JoshuaAnd your biomedical QA was public — probably already in the model's training. A company's private knowledge isn't. So the chance it's in the model's parametric memory is low, the hallucination risk is higher, and you won't get real provenance.
KarthikA hundred percent. And there's a difference between making data public and getting insight out of it. There's the informatics pyramid: raw data at the bottom — you can publish it, it doesn't matter. Label it and it becomes information. Draw connections between those labels and it becomes knowledge. Traverse those connections for mechanistic insight and that's wisdom. Data to information to knowledge to wisdom — that's exactly what a knowledge graph provides, whether or not your data is public. A standard vector-RAG approach mostly leaves you at the information level. The connections — knowledge — is where it hits a ceiling: how many top-K do you retrieve, and how do you know it's the right K? For a complex question you might need a thousand; you can't know a priori. A knowledge graph gives you that organically.
VivekThe question we ask every guest: if you could change one thing about how enterprises approach this, and it happened tomorrow — what would it be?

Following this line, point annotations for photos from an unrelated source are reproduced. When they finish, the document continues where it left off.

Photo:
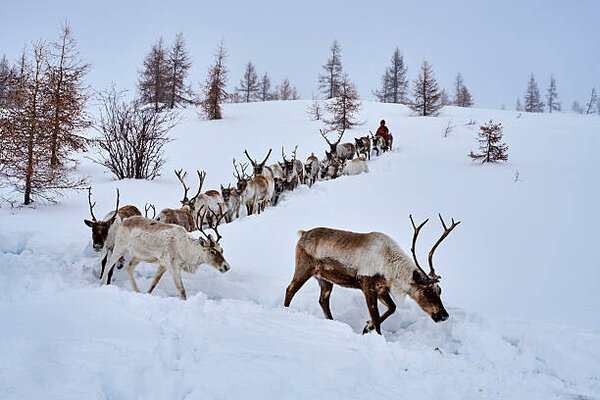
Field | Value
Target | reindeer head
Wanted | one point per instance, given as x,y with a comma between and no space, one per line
213,252
424,288
256,166
99,228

KarthikTwo things. First, data hygiene — spend more on the foundational data layer. It's the least celebrated but the most important; everything is built on it, and it matters for any enterprise, Fortune 500 or startup. The earlier the better. Second, AI hygiene — governance. With AI democratization, people without much formal AI knowledge can now build things, which is genuinely good. But building something that works doesn't make it a good solution. The real distinction between raw usage and responsible usage isn't whether you can make something work — it's whether, when it breaks, you know how to fix it. No coding agent or vibe-coding tool will do that for you. Picture a thousand people building a thousand AI solutions on unhygienic data — the problem compounds. Start from first principles: good data hygiene, and democratize AI responsibly with AI hygiene.
VivekData hygiene and AI hygiene — simple, grossly underrated, massively ignored, and gloriously boring advice. Thank you, Karthik.